Vers une nouvelle baisse de la récolte ukrainienne en 2023

Les surfaces semées ont diminué et la récolte de céréales et d’oléagineux en Ukraine devrait encore baisser en 2023. Après les 106 millions de tonnes récoltées en 2021, un record historique, puis une récolte 2022 plombée par la guerre, à environ 67 millions de tonnes, l’Ukrainian Grain association (UGA) évalue la production en 2023 à «53 millions de tonnes». «Nous sommes en guerre [...] Malgré tout, nous continuons de faire pousser des céréales, mais les récoltes vont baisser. Pour les agriculteurs, ce n’est plus rentable», a déclaré le 26 janvier Nikolay Gorbachov, président de l’UGA, lors d’une conférence sur les céréales organisée par Argus Media. Il a souligné qu’en bout de chaîne, les agriculteurs ukrainiens ne retiraient que 80 dollars par tonne de maïs, alors que le grain jaune s’échange autour de 300 dollars sur les marchés, essentiellement en raison de la hausse considérable du coût du transport.
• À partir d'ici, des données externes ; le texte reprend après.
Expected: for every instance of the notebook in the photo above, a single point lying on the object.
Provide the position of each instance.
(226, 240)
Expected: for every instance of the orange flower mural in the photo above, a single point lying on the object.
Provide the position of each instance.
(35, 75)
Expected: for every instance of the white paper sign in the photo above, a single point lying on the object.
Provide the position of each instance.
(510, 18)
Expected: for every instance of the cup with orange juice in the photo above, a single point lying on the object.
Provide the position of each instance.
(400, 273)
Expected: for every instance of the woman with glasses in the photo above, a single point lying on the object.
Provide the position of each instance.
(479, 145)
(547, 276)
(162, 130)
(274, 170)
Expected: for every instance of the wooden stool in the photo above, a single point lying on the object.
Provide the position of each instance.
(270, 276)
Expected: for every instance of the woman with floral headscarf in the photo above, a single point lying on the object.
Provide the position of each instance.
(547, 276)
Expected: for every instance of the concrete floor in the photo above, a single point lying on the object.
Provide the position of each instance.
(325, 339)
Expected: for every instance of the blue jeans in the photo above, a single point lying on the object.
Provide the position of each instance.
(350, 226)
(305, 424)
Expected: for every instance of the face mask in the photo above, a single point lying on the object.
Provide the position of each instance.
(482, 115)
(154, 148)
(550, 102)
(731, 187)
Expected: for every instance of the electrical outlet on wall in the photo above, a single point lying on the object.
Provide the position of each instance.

La campagne de semis 2022 a été entravée, en raison des combats, du manque de carburant et de la destruction d’une partie des machines agricoles et des infrastructures de stockage. Cela a conduit à la réduction d’environ un quart de la surface cultivée par rapport à l’année précédente, rappelle l’UGA. Si l’ouverture d’un corridor maritime pour les exportations ukrainiennes, après un accord signé fin juillet par Kiev et Moscou sous l’égide de l’ONU et de la Turquie, a permis de sortir près de 20 Mt de produits agricoles, ce n’est pas suffisant pour Nikolay Gorbatchov. Il s’est dit inquiet pour les exportations de la prochaine campagne alors qu’une renégociation devrait avoir lieu en mars : «Si l’Ukraine ne peut pas exporter, les prix augmenteront. L’Europe peut se le permettre, mais pas les pays en développement.»